ジェフ・ベゾスが気候変動対策に100億ドル、何に使えば効果的?
アマゾンの創業者ジェフ・ベゾスCEO(最高経営責任者)が、気候変動対策として100億ドルを寄付すると2月17日に発表した。深刻な環境問題に対する個人の慈善活動としては、過去最高額となる。
世界一の大富豪であるベゾスCEOは、インスタグラムへの投稿で「ベゾス地球基金(Bezos Earth Fund)」を発表し、「この国際的なイニシアチブは科学者、活動家、NGOなど、実際に自然の保存・保護に役立つあらゆる取り組みに資金を提供します」と述べた。

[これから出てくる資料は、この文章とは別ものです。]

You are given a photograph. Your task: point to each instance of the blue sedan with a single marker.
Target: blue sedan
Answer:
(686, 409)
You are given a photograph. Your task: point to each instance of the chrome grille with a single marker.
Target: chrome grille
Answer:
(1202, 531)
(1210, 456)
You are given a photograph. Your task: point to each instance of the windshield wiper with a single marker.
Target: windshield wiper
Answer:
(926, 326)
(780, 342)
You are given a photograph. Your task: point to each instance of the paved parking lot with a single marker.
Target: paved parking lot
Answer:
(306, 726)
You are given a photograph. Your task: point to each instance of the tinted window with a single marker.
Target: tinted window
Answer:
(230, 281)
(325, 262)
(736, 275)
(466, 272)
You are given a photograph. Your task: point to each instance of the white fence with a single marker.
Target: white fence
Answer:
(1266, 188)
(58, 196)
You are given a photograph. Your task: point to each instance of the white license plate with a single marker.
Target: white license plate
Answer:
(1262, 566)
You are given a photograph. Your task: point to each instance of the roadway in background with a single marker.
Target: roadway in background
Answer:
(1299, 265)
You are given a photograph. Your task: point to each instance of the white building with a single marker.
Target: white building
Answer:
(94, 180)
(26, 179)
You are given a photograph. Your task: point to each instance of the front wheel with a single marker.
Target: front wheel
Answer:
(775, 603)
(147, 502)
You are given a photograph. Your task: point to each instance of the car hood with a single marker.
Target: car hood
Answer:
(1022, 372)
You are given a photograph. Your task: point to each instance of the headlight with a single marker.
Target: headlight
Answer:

ベゾスCEOは、気候変動対策に取り組むスタートアップ企業や営利目的のベンチャー企業に投資するのではなく、研究者や支援団体に寄付するようだ、とアクシオス(Axios)は報じた。資金はアマゾンからではなく、ベゾスCEOの個人資産から提供される(とはいえ心配は無用だ。純資産約1300億ドルのベゾスCEOからすれば、それほどたいした額ではない)。
ベゾスCEOは資金をどのように使うべきか? 明らかにこうした資金の影響は、いつ、どこで、どのように運用するかに大きく左右される。ベゾスCEOは、今年の夏から助成金の支給を開始すると述べたが、具体的にどの分野を重視するかについては詳細を明かさなかった。
ベゾスCEOに聞かれたわけではないが、投資対象を主要な2つに絞れば氏の寛大な資金提供が最善の効果を生む可能性がある。1つは炭素税や補助金、排出規制などの政策を求めるロビー活動をする支援団体、またはそれらを推進する政治家を直接支援する団体へのサポートだ。太陽光、風力、電動移動手段など既存のクリーン・エネルギー技術の普及に役立つだろう。2つ目は、初期段階にある学術研究や国立研究所の研究開発への資金提供。気候変動の原因となる温室効果ガス排出量の削減・回収する、大規模かつ現実的な手段がまだ開発されていない分野が対象だ。
具体的には、次のようなことが含まれる。不安定な風力、太陽光やその他のクリーン・エネルギー源をカバーする大規模なエネルギー貯蔵テクノロジー。肥料や家畜、その他の農業システムの一部から発生する気候汚染を減らす方法。あるいは発電所や工場が排出する温室効果ガスを回収したり、大気中から除去したりして永久的に貯蔵するツール。
ベゾスCEOは気候問題に対し、マイクロソフトの共同創業者で、世界第2位の大富豪であるビル・ゲイツとは異なるアプローチを採用している。2016年、ゲイツは他の主要投資家とともに10億ドルの気候基金を設立した。この基金は、クリーン・エネルギーにおいて極めて困難な技術的課題のいくつかに対処できる製品をすでに開発しているスタートアップ企業への支援を目的としている。
ベゾス地球基金は、投資家や政治家、一般市民からの圧力が高まる中、多くの大手企業が排出量を抑制または相殺する計画を発表する流れを受けて設立された。実際のところ、高まる気候変動の危険に対する対策をこれまで十分に取ってこなかったとして、アマゾンには自社の従業員や外部の活動家からの批判が高まっていた。